Deacon (Unfinished Hero #4)(4)
He grabbed his keys and walked out the door right after a huge, terrifying man checked in to cabin eleven, leaving me alone on our property with said huge, terrifying man. A huge, terrifying man that even Grant couldn’t miss was huge and terrifying.
He still left me.
Alone.
I stood staring at the door, my stomach sinking because I knew that I’d taken a massive risk, sinking my savings into these cabins. Cabins the owners were so desperate to get rid of, the price was right, as in cheap, as in scary-cheap. Cabins they were so desperate to leave, they left every stick of furniture, every rug, every picture on the wall, in the cabins and the house. Cabins I took on, moving to another state where I knew no one. Having to fix them up, knowing how to paint a room but not much else.
But what I was realizing, too late, was the biggest risk I took, the risk that looked like it would fail, was the risk I took on Grant.
* * * * *
Late that night, I sat on my side porch with my feet up on the top railing, a beer in my hand, the sounds of the river rushing along the rocks to my left, the night air cool on my skin, my eyes trained through the thick trees to the dim light I could just barely see coming from cabin eleven.
It was late and Grant wasn’t back.
But scary guy was awake and doing something in cabin eleven.
I just hoped he wasn’t building a bomb or planning to overthrow the government, whereupon he would (again hopefully) fail spectacularly but I would be dragged in front of the cameras as the hapless cabin owner who stupidly rented him his headquarters to plan and carry out his dastardly deeds.
On that unhappy thought, one of a bazillion I’d had since Grant left, I took my feet from the railing and moved into the house.

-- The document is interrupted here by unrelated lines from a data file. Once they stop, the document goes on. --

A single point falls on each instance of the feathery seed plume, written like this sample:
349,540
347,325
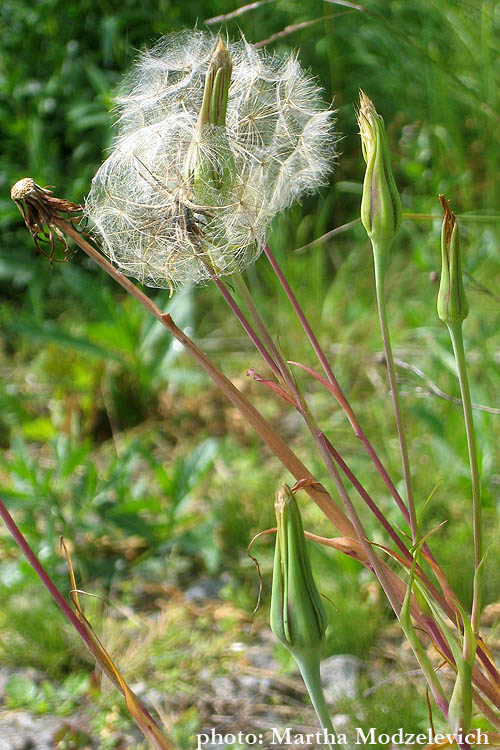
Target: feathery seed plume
186,194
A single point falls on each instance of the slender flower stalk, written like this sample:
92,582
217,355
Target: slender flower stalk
39,212
381,214
453,309
298,617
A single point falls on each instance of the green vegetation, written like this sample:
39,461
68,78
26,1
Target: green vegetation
113,438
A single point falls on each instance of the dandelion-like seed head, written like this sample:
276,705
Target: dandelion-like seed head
180,198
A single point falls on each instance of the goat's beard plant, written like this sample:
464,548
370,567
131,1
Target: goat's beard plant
210,146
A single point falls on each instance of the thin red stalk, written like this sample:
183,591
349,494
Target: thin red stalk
358,431
356,522
261,426
248,328
267,433
368,500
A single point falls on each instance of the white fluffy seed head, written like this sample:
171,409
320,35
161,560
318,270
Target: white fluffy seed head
278,139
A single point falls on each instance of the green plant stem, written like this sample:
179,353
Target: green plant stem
309,666
242,288
317,434
457,342
263,428
277,446
379,255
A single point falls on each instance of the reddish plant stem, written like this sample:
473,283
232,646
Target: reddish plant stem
248,328
267,433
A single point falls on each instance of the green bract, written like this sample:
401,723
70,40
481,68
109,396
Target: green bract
380,205
298,617
452,303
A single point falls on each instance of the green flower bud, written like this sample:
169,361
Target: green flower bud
298,617
452,303
210,167
381,210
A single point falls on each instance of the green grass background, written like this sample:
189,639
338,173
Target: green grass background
112,437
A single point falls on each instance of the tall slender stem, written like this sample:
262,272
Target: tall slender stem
391,370
457,341
263,428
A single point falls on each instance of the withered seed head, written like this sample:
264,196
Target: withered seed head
41,212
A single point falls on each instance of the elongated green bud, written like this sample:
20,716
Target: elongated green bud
210,167
381,210
452,303
298,617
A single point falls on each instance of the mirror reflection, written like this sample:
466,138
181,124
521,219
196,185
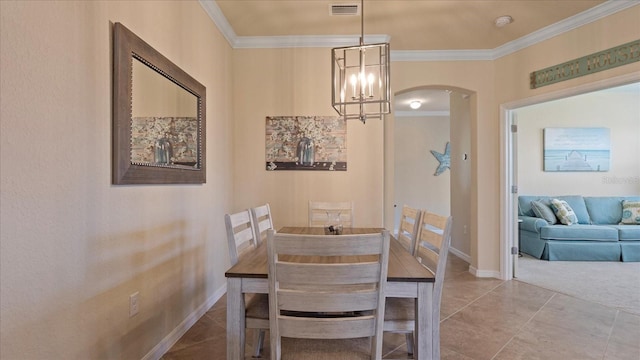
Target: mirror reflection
164,124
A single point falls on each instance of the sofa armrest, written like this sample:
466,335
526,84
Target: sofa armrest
530,223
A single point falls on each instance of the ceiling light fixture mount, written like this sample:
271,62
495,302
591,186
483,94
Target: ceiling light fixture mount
503,20
361,85
415,104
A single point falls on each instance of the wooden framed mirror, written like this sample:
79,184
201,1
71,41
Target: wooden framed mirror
159,116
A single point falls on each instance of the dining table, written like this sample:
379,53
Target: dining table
406,278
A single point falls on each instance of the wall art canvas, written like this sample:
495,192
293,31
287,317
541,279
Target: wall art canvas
306,143
576,149
164,141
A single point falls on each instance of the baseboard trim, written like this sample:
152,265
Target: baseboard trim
460,254
159,350
484,273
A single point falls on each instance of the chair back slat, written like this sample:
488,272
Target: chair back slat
408,229
262,221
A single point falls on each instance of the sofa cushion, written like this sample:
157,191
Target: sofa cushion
531,223
578,206
524,204
630,212
564,212
543,211
604,209
627,232
579,232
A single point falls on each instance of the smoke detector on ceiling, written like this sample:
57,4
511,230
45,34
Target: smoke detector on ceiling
503,20
344,9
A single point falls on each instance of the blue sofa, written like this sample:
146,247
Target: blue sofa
597,236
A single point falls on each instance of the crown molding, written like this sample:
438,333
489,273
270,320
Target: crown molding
420,113
261,42
441,55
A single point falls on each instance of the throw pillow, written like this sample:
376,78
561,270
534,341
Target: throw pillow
630,212
543,211
564,212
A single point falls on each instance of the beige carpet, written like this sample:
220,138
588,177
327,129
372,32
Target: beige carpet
615,284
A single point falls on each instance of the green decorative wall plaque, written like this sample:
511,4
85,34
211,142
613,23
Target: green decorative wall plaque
603,60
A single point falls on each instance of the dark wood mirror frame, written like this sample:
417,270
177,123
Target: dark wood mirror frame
126,47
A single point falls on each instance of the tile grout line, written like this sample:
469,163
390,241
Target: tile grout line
523,325
473,301
606,347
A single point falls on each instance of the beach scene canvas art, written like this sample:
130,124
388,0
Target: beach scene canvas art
576,149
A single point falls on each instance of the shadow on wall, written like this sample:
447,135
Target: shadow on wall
159,263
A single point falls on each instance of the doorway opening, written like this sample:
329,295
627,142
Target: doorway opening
509,186
440,128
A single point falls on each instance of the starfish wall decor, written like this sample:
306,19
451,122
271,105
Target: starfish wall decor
444,159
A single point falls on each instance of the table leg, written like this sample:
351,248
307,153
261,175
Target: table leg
424,347
235,319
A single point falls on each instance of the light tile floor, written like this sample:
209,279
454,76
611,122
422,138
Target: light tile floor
480,319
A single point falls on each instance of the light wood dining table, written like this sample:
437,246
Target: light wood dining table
406,278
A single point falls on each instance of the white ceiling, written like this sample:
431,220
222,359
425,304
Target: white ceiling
427,29
409,24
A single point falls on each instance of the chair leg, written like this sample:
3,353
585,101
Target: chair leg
258,341
409,337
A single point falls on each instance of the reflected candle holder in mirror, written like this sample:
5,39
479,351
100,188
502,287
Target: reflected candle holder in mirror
333,225
159,116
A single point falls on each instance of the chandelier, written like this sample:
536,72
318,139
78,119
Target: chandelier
361,86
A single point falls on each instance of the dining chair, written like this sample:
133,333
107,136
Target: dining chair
431,249
321,211
242,238
408,229
262,221
306,280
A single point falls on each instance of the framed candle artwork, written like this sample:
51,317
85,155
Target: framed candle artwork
306,143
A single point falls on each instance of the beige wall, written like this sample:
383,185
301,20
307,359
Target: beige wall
74,247
615,109
286,82
460,173
415,166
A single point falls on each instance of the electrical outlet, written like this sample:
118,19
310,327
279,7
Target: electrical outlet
133,304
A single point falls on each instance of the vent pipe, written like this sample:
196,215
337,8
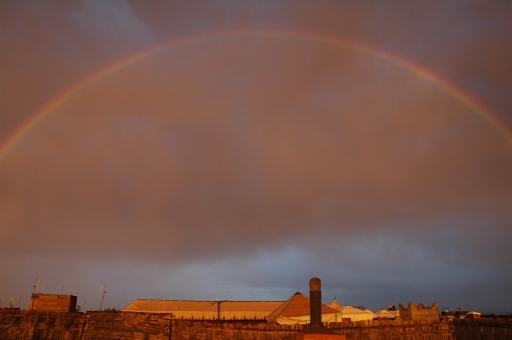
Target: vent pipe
315,301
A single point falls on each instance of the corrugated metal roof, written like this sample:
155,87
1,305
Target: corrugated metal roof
173,306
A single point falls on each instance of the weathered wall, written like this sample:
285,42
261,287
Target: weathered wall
37,325
33,325
483,329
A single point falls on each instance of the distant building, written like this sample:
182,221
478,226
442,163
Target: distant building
419,313
349,313
206,310
296,310
53,302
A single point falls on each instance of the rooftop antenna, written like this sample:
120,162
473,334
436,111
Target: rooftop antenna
36,285
102,295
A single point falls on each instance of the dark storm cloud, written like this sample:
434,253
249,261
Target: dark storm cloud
240,168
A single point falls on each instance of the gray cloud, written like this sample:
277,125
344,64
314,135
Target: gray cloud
239,168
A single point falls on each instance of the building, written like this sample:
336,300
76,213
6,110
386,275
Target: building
349,313
53,302
206,310
296,310
419,313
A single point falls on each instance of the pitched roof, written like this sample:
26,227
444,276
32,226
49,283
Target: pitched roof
297,305
173,306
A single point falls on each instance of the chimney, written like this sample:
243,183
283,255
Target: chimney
315,301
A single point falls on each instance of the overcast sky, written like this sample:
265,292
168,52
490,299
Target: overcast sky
256,145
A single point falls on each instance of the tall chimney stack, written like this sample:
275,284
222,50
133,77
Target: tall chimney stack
315,301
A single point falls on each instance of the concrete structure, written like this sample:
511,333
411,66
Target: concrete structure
295,311
316,331
419,313
52,302
206,310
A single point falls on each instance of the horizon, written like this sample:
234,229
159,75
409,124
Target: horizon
233,150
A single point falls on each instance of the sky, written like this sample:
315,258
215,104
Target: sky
232,150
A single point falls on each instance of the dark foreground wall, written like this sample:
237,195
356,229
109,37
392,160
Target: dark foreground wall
31,325
483,329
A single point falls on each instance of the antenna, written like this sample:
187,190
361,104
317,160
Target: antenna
102,296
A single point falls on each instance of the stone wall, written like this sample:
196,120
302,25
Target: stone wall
483,329
32,325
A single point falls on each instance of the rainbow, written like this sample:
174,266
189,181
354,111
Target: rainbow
416,69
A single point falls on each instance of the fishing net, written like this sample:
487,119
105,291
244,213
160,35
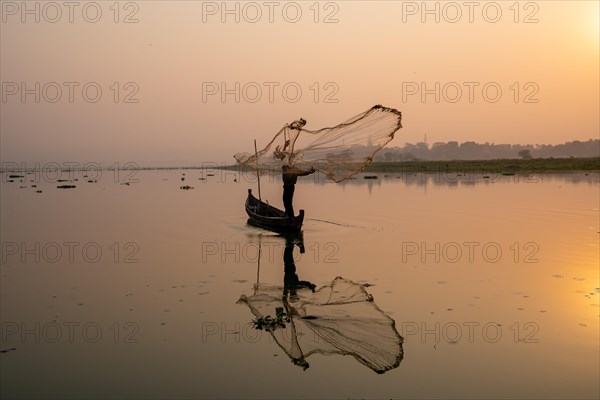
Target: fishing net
338,152
339,318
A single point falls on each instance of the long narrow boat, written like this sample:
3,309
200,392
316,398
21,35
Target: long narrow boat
265,216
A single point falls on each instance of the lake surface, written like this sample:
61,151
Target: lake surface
114,290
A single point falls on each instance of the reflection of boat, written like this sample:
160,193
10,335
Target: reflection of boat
339,318
265,216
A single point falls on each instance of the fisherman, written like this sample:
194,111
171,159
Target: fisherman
290,176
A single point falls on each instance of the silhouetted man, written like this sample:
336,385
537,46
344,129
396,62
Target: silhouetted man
290,176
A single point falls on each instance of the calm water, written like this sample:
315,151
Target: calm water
112,290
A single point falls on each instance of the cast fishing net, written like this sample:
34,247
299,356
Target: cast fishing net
338,152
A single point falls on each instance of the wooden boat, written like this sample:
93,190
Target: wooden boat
265,216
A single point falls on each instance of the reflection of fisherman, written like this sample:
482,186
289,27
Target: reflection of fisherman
290,176
291,282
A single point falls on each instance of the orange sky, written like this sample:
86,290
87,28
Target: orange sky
178,55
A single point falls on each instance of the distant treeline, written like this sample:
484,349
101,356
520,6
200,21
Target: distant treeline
487,151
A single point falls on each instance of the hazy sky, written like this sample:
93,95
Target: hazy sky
175,58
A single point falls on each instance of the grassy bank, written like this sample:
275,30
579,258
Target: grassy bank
506,166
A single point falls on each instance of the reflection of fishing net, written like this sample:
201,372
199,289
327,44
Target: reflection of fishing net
339,152
340,318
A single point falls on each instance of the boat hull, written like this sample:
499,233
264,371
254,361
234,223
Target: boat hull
262,215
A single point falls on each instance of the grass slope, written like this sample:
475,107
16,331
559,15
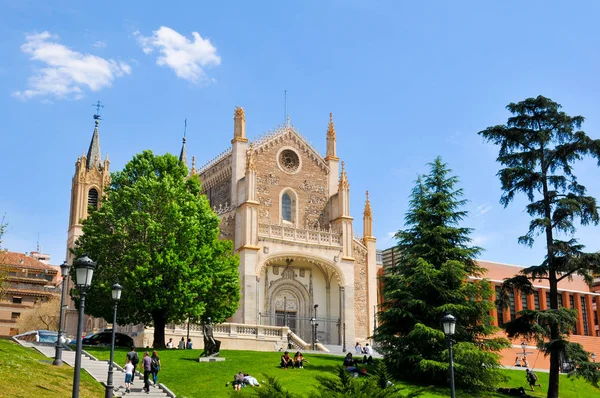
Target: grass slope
24,376
187,378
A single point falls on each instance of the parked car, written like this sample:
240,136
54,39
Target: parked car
105,338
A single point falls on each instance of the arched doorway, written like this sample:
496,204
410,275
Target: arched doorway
295,289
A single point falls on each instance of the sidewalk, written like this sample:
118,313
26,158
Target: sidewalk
99,371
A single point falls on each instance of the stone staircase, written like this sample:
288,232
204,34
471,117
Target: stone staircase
99,371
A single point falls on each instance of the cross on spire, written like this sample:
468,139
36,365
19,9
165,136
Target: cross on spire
98,106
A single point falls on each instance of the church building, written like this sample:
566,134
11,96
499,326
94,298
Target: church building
287,210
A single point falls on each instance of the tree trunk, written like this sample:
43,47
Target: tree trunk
554,334
159,332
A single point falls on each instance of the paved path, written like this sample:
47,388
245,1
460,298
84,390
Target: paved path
99,371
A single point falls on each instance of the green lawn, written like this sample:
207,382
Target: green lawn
24,376
188,379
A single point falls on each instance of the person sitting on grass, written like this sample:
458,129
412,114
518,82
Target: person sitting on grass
532,379
286,360
349,361
238,381
299,360
250,381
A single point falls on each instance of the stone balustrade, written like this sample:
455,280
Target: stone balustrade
298,235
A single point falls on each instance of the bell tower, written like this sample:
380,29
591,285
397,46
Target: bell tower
91,180
92,177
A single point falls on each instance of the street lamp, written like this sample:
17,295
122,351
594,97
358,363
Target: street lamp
116,296
84,271
64,272
313,321
449,323
316,324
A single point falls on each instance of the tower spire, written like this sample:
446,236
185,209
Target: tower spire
94,159
331,140
343,178
183,154
367,220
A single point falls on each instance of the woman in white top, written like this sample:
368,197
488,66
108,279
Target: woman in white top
128,375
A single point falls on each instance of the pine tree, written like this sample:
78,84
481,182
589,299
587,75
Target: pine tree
538,148
431,279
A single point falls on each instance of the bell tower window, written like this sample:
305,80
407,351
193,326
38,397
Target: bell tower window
93,198
288,206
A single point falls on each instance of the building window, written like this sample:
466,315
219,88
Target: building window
584,316
513,311
499,308
288,206
560,301
93,198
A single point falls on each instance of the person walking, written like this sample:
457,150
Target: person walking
147,365
532,379
155,366
128,375
134,359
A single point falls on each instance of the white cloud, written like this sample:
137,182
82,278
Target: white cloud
187,58
479,240
482,209
66,73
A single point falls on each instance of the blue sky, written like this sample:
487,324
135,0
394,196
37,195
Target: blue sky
406,82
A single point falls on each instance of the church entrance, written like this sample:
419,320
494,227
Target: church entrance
301,296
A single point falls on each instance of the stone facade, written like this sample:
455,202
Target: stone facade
287,210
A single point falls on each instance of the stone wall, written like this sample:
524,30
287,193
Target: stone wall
309,184
361,322
220,193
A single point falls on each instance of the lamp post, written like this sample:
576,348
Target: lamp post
449,323
316,325
116,296
64,272
84,271
312,329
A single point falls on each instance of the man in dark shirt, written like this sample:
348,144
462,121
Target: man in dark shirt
132,356
147,364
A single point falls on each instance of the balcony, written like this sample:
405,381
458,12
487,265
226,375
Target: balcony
318,237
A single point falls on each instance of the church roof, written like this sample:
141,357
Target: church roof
281,132
93,157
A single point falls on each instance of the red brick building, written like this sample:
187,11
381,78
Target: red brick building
574,293
30,281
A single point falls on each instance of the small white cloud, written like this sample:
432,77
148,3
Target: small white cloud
187,58
66,73
479,240
482,209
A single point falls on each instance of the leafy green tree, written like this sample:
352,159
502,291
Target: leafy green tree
156,235
539,145
431,279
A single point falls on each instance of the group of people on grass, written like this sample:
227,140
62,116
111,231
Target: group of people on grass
150,364
182,344
242,379
296,362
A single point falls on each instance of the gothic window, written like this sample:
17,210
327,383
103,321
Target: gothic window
289,161
93,198
286,207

It was time for bed. Something I’d been getting into alone far more frequently the last couple of weeks.
I walked through the quiet house. My quiet house. An old, narrow, but somehow spacious, two story, three-bedroom, two and a half bath Victorian farmhouse that was a couple shades above dilapidated, but fixed up would be sublime.
I did this trying to think of all the ways I intended to fix it up (eventually). Something that I’d find exciting. A project I was raring to take on (after the cabins were done, of course). Something I preferred to think about rather than Grant being a jerk or the guy in cabin eleven scaring the crap out of me.
It was dark. I was alone. And try as I might (and I tried), I couldn’t stop the pain nagging at my heart that indications were very strong that things weren’t going to work out with Grant. We’d been together over a year. I was sure about him. If I wasn’t, I wouldn’t have dragged him to Colorado. I wouldn’t even have asked. I would have gone it alone. Maybe not then, at twenty-four years old with no idea what I was doing, but eventually.
He’d promised to help. He’d said he was all in.
To make myself feel better (in other words, to give Grant excuses), I told myself all of this was new. It was a change. We’d only been there six weeks. We were both still getting accustomed to our new home, our new business, our new lives, and even ourselves, as we hadn’t lived together back home.
Maybe Grant turned into a dick when he was in an unknown situation and as things settled he’d go back to being my sweet, affectionate, loving, awesome boyfriend Grant.
I walked through the house, turning out lights, locking up, but when I went to the foyer to turn on the light to welcome Grant home (whenever he chose to come home) my eyes caught on the register.
It was new. Mom had bought it for me and gave it to me five minutes before Grant and I got in our packed cars and hauled ourselves up to Colorado. Mom giving it to me had made me laugh and hug her, and only when I was in my car, following Grant in his truck, did I let myself cry.
I saw from four feet away that we were still on the first page and there weren’t many names on the lines.
I moved closer and looked at the name on the last line.
In black, the writing slanted sharply to the right and spiky, I saw his name.
John Priest.
The name suited him in a Hollywood everyday-outrageously-handsome-guy-run-amok-with-vengeance character type of way.
In the real world, it seemed fake.
Which also didn’t bode well.
But Grant had his two hundred dollars to drink on and be the big man with his new buddies in town. And hopefully John Priest wasn’t building a bomb or torturing an innocent in cabin eleven.
Hopefully everything would be all right.
Hopefully everything would settle down, the work would get done, the fights would stop, Grant would go back to being Grant, and he and I could start living the dream.
I went to bed with these hopes in mind.
I went to bed but it took me ages to get to sleep because my mind knew they were just that.
Hopes.
Just hopes.
And even at my age, having grown up on a big ranch in Oklahoma with a great dad, a wonderful mom, an older sister who’d never been sneaky or jealous or mean but sweet and supportive and awesome, a younger brother who acted like an older one in the protective and loving departments—in other words, I’d lived a good life—I still knew hopes were that.
Just hopes.
Not reality.
* * * * *
“Toss pillows?”
I looked from my desk to Grant, who was standing by the huge bags strewn around the study filled with comforters, sheets, and toss pillows. He was holding what I thought was a sweet toss pillow in his hand but he was glaring at me.